The top twenty most frequently used words that are unique to the English wikipedia are as follows

given
himself
brought
defeated
opening
competed
township
households
moving
featuring
accepted
providing
household
surrounding
painting
losing
resulting
suggested
allowing
founding

These are all words that have been eliminated mechanically using bots, so no surprises. If we instead ignore words ending with 'ing', the next twenty words are:-

unknown
slightly
height
band's
herself
ncaa
norway
roof
follow
perhaps
users
collected
paintings
grounds
musicians
musician
moth
owners
thousands
wounded

"ncaa" might come as a surprise, it has 104,048 occurrences, a bit of wiki-fu elicits that it is the en:National Collegiate Athletic Association, perhaps there are 104,048 individual athletes with their own wikipedia pages. The Scots should count their blessings that they have avoided this, although there does seem to be an abundance of pages about European royalty, and death metal bands.

Comparisons with Gaelic

Once I was aware that there was actually a Gaelic language wikipedia, albeit with only 14,000 pages, processed it for a word frequency list, which was then compared with Scots. The results can be found on a google spreadsheet here.

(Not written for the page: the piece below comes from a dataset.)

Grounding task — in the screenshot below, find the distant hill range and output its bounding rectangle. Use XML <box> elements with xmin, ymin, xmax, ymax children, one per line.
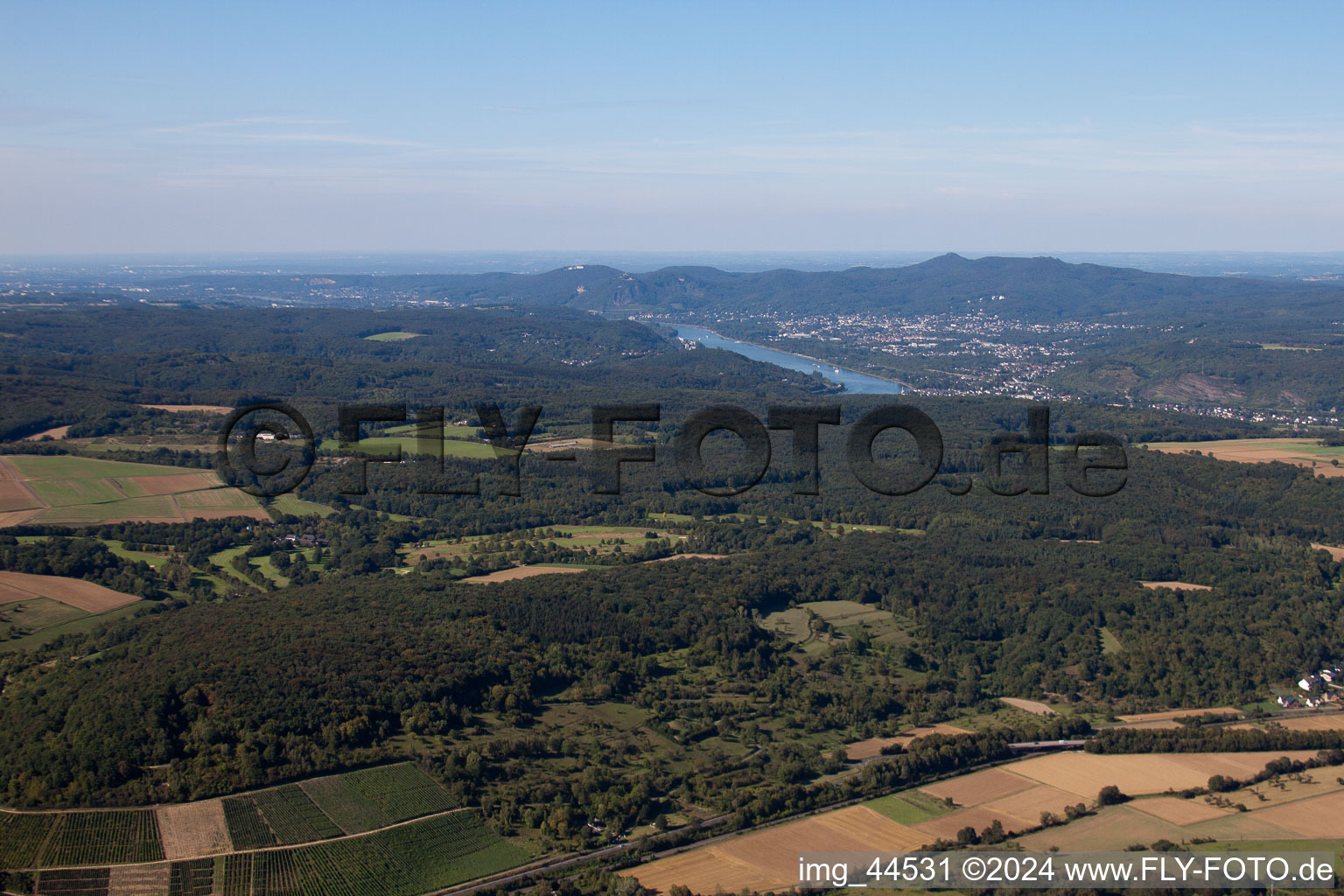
<box><xmin>160</xmin><ymin>254</ymin><xmax>1344</xmax><ymax>324</ymax></box>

It seems that due to the small size of the Gaelic corpus here, the word list 'bottoms' out. I only consider the top 20,000 words in each language, which ought to filter out words that are only in a handful of articles and keep the ones in most common use. There are a lot of words showing up as being common to both languages, when in actually fact looking at the numbers of occurrences they are very rare in Gaelic and very common in Scots.

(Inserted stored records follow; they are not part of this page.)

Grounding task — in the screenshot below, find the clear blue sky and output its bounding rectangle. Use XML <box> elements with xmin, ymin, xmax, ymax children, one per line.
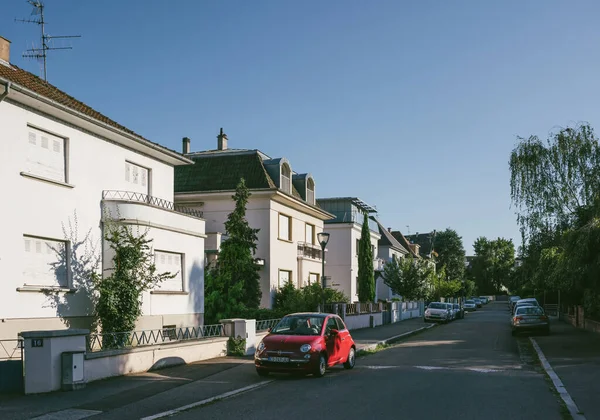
<box><xmin>0</xmin><ymin>0</ymin><xmax>600</xmax><ymax>253</ymax></box>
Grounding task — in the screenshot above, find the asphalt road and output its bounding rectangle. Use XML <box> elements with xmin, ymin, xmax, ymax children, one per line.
<box><xmin>171</xmin><ymin>303</ymin><xmax>563</xmax><ymax>420</ymax></box>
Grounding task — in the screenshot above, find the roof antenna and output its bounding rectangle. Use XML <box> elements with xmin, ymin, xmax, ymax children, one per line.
<box><xmin>15</xmin><ymin>0</ymin><xmax>81</xmax><ymax>82</ymax></box>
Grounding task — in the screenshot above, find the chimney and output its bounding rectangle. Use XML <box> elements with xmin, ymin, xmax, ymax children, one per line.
<box><xmin>181</xmin><ymin>137</ymin><xmax>190</xmax><ymax>155</ymax></box>
<box><xmin>217</xmin><ymin>127</ymin><xmax>227</xmax><ymax>150</ymax></box>
<box><xmin>0</xmin><ymin>36</ymin><xmax>10</xmax><ymax>63</ymax></box>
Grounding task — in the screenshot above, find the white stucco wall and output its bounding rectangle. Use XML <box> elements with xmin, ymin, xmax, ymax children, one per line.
<box><xmin>0</xmin><ymin>100</ymin><xmax>203</xmax><ymax>338</ymax></box>
<box><xmin>324</xmin><ymin>223</ymin><xmax>380</xmax><ymax>302</ymax></box>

Scots Gaelic word count comparisons
Word	Scots occurrences	Gaelic occurrences
or	18,090	64
are	17,643	36
he	17,047	46
his	15,935	76
its	15,848	42

Due to comparative rarity of these words in Gaelic, should they be considered unique to Scots (outwith English)? The Gaelic wikipedia is about a quarter the size of the Scots wikipedia, we might expect there to be only factor of four difference between the most common words.

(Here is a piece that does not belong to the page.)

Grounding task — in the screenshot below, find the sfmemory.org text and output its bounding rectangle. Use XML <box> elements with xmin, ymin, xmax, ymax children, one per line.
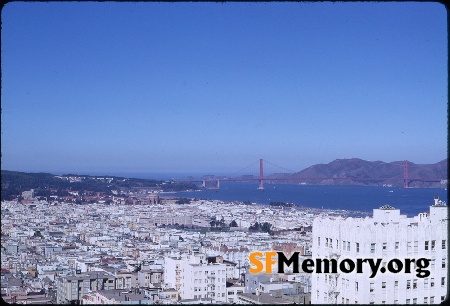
<box><xmin>249</xmin><ymin>252</ymin><xmax>430</xmax><ymax>278</ymax></box>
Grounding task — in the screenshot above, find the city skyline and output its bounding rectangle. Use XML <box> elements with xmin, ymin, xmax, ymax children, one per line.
<box><xmin>2</xmin><ymin>2</ymin><xmax>448</xmax><ymax>174</ymax></box>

Perhaps the entire comparison of overlapping word spaces needs to be done by hand, aided by algorithm rather than completely automatically. Maybe considering the percentile ranks of each word in each language and their ratio to each other would eliminate any artifacts from the corpus size. For example "its" is a 99th percentile word in Scots, but a 1st percentile word in Gaelic, so effectively it is unique to Scots. This might take more processing than Excel can manage alone, I'll have to roll my sleeves up and get back into perl.

Article count and stats

2005-06-23 00:00 0 airticles
2020-08-01 56,524 unique wirds, 4,458,169 total wirds (twa letters or mair, three occurrences or mair)
2020-08-29 23:30 57,956 airticles
2020-09-01 09:39 57,984 airticles
2020-09-01 56,828 unique wirds, 4,500,147 total wirds (twa letter or mair, three occurrences or mair)

Citogenesis

Citogenesis is a satirical theory about where citations come from, as explained in this XKCD comic. Made up on wikipedia -> used in official documented -> cited on wikipedia. There appear to be a few examples on the Scots wiki.

conseeder
proposeetion
peteetion

These words are very rare on the Scottish Corpus website, yet are very common on the Scots wikipedia. It is believed that the Online Scots dictionary harvested words and definitions from wikipedia. These words have been used in the Scots translation Scottish Parliament document "Your Scottish Pairlament". This document has subsequently been cited in the Scots wikipedia, thus completing the circle.

It is possible that these spellings are used in the north-east Scots dialect, 'conseeder' was used by north eastern author Sheena Blackhall in 1996, the other words have not.